01 August 2012 12:46 [Source: ICIS news]
SINGAPORE (ICIS)--Petrochemical company EQUATE is running both of its crackers and its high density polyethylene (HDPE)/linear low density polyethylene (LLDPE) swing plant at normal operating rates, despite a fire at the Shuaiba petrochemical site in Kuwait, a source close to the company said.
The company said in a press release that it had extinguished the fire, which broke out early on Tuesday morning.
“The fire, which resulted from a leak in part of a manufacturing unit, was contained and it was extinguished,” an EQUATE official said.

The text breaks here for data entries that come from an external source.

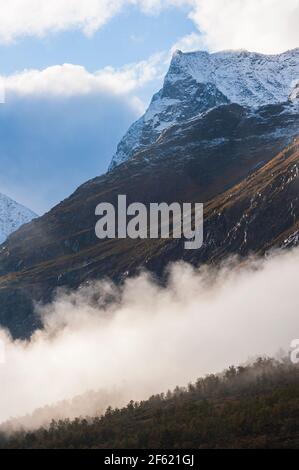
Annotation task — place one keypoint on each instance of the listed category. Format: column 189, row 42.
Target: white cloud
column 39, row 17
column 146, row 339
column 74, row 80
column 261, row 25
column 268, row 26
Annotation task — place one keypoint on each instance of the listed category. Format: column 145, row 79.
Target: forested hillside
column 256, row 406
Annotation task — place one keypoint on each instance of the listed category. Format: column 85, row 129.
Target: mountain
column 240, row 159
column 12, row 216
column 248, row 407
column 198, row 81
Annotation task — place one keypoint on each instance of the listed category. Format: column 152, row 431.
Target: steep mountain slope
column 239, row 159
column 199, row 81
column 60, row 249
column 12, row 216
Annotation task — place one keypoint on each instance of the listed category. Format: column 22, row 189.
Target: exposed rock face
column 12, row 216
column 240, row 159
column 199, row 81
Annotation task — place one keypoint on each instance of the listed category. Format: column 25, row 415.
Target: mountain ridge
column 199, row 81
column 12, row 216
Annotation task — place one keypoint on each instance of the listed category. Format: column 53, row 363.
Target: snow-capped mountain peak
column 12, row 216
column 199, row 81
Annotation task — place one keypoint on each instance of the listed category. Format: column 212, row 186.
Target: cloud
column 144, row 338
column 262, row 25
column 269, row 26
column 39, row 17
column 73, row 80
column 53, row 117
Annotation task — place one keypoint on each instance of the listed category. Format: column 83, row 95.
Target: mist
column 144, row 338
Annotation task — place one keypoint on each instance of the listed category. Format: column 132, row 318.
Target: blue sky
column 50, row 146
column 77, row 74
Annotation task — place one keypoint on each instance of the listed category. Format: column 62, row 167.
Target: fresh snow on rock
column 12, row 216
column 199, row 81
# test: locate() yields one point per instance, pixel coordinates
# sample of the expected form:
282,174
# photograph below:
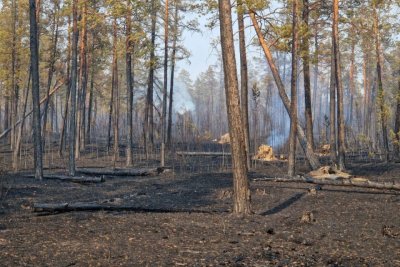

“The incident [did not cause any] injuries, as the [affected] area was isolated immediately,” the official said, adding that operations at other production units were not affected.
EQUATE’s 550,000 tonne/year No 1 monoethylene glycol (MEG) plant at the same site was shut shortly after the fire started.
The nameplate capacity of the two crackers and the HDPE/LLDPE swing plant is 850,000 tonnes/year each, according to ICIS plants and projects.
“The problem is not serious and the production disruption at the [affected] MEG plant will be minimal as the unit should restart in a few days,” a source close to the company said.
EQUATE is a joint venture between US firm Dow Chemical and Kuwait’s Petrochemical Industries Co (PIC).